Jason Bloomberg’s recent post - Are Services Nouns or Verbs? - discusses whether services should represent verbs or nouns.
It's possible to design Services either way, as Entity Services, which predictably represent business entities, or as Task Services, that represent specific actions that implement some step in a process, in other words, verbs. Which approach is better?
Jason is using an example of a service approving a pending insurance policy in order to explain a difference between "noun" and "verb" type of services.
...following the OO approach, we might have an insurance policy object with several operations, including one that approves the policy, as the following pseudo code illustrates:myPolicy = new Policy (); ... successOrFailure = myPolicy.approve ();
... it is certainly possible to create a Policy Service as an Entity Service that has an approve operation that works more or less like the example above, with one fundamental difference: because Services are fundamentally stateless, you don't instantiate them. Here, then, is pseudo code that represents how an Entity Service would tackle the same functionality:request to create new policy, specifying create policy operation --> Policy Service --> response with policy number 12345
request to approve policy 12345, specifying approve policy operation --> Policy Service --> response with success or failure
Although this is a typical approach to services design, well-aligned with OO practices, Jason points out that there is:
...another way of offering the same functionality as the Entity Service above where the Services represent verbs rather than nouns, what we call Task Services. Here is the pseudo code for this situation:request to create new policy --> createNewPolicy Service --> response with policy number 12345
request to approve policy 12345 -- > approvePolicy Service --> response with success or failure
In this example, neither Task Service has any operations, but rather the functionality of each Service is understood from the context of the Service. After all, what would an approvePolicy Service do but approve policies?
In Jason’s opinion:
Both Entity and Task Services help architects connect the dots between legacy capabilities on the one hand, and flexible process requirements on the other... Entity Services... directly abstract underlying legacy capabilities... the Task Services, [represent] abstractions of individual operations belonging to underlying Entity Services. The... Process Services... are typically compositions of Task Services. In other words, Process Services are interfaces to SOBAs, and when those SOBAs are compositions of properly designed Task Services, they will exhibit process isomorphism.
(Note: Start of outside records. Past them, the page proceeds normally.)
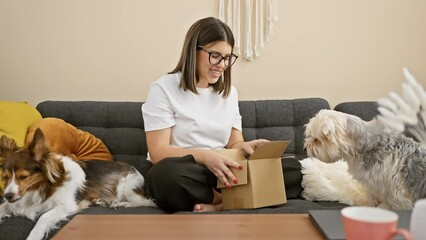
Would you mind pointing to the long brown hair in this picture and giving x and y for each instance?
(203, 32)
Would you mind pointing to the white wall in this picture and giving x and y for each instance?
(112, 50)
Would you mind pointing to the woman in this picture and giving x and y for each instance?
(189, 113)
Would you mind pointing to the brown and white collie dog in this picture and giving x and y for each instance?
(52, 186)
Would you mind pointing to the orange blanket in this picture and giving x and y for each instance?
(68, 140)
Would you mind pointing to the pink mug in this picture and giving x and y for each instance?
(371, 223)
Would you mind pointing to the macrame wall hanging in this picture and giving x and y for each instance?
(264, 13)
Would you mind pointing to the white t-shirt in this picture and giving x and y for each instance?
(202, 120)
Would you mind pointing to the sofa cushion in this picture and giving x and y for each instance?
(280, 120)
(120, 124)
Jason completes his post by stating:
As is usually the case, architects have several options at their disposal, and knowing which option is appropriate often depends on the business problem, an example of the "right tool for the job" principle. If the business problem is process-centric, say, a need to streamline or optimize the policy issuance process, then implementing SOBAs as compositions of Task Services will facilitate process flexibility. In other cases, the business problem is more information-centric than process-centric, for example, putting consolidated customer information on a call center rep's screen. In such instances the architect's focus may be on an Entity Service, because the rep is dealing with a particular customer and must be able to interact with that customer in a flexible way.
Although Jason tries to note (several times) the differences between SOA and OO in his post, the post itself is a testament of how much our OO experiences impact our SOA understanding. Let’s start from definitions. According to Wikipedia:
- Noun: a part of speech inflected for case, signifying a concrete or abstract entity.
- Verb: a part of speech without case inflection, but inflected for tense, person and number, signifying an activity or process performed or undergone.
Following Jason’s explanation that "Services are fundamentally stateless", they can’t represent an entity. In his example, a Policy service is not an entity service, but rather a collection of methods supporting operations (verbs) on any policy. This is similar to a stateless session bean (J2EE), which can hardly be called a noun. So, at the end of the day, Service is never a noun, its either a verb or a collection of verbs and the difference between what Jason calls Entity and Task services is the amount of methods that they are exposing.